Vorbereitung des Archivbesuchs
Hat man nun ein Archiv als Verwahrungsort von Archivalien ausfindig gemacht, die für das Forschungsthema relevant sind, und die verfügbaren Informationen zu den Beständen gesichtet, kann man sich an die Planung des Archivbesuchs machen. Dieser wird am besten durch eine schriftliche Anfrage – per E-Mail oder postalisch – an das Archiv eingeleitet. Dort beschreibt man in kurzen Worten das Forschungsinteresse und konkret für welche Bestände man sich interessiert. Dem Archivar bereiten vage Anfragen wie: „Ich interessiere mich für die Geschichte der Spitäler. Haben Sie dazu irgendwas“ erfahrungsgemäß nur wenig Freude. Zielführender ist dagegen etwa eine Anfrage wie etwa: "Ich arbeite an einer Diplomarbeit zu mittelalterlichen Bürgerspitälern in oberösterreichischen Städten und Märkten. Gibt es über die bereits im Druck erschienen Urkunden hinaus noch weitere Bestände in Ihrem Archiv?" Darauf kann ein Archivar gezielt antworten und muss nicht ausführliche Antworten schreiben, die vielleicht gar nicht gewünscht waren.

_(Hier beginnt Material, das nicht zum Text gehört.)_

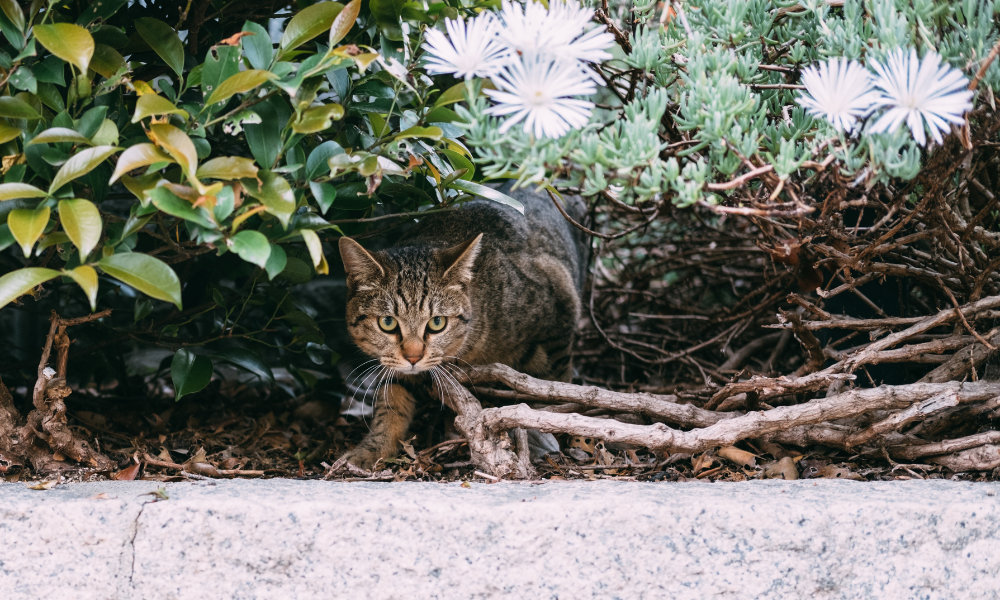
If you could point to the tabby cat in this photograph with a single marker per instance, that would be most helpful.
(477, 285)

In der Regel sind die Öffnungszeiten der Archive über das Internet recherchierbar, doch empfiehlt sich eine Kontaktaufnahme mindestens zwei Wochen vor dem geplanten Besuch. Diese Art der Kontaktaufnahme bietet dem Archivar noch die Möglichkeit eventuelle Unklarheiten zu bereinigen, über Sperren bestimmter Bestände zu informieren (etwa aus rechtlichen oder konservatorischen Gründen) bzw. die im Archiv vorhandenen Findmittel zu durchsuchen und dem Benutzer schon vorab erste Informationen zu vorhanden Archivalien zu geben. Eine ausreichende Frist zwischen Anfrage und Besuch bietet dem Archivar auch in der Regel genug Zeit, die angefragten Archivalien aus dem Depot zu holen und vor der Benutzung auf ihre Unversehrtheit und Benutzbarkeit hin zu untersuchen. Schadhafte Dokumente dürfen nämlich nicht an Benutzer weitergegeben werden. Für die schriftliche Anfrage empfiehlt es sich weiters, die durchgesehene Literatur kurz zu nennen, da die Archivare als ausgewiesene Kenner der Bestände oft noch ergänzende Hinweise geben können.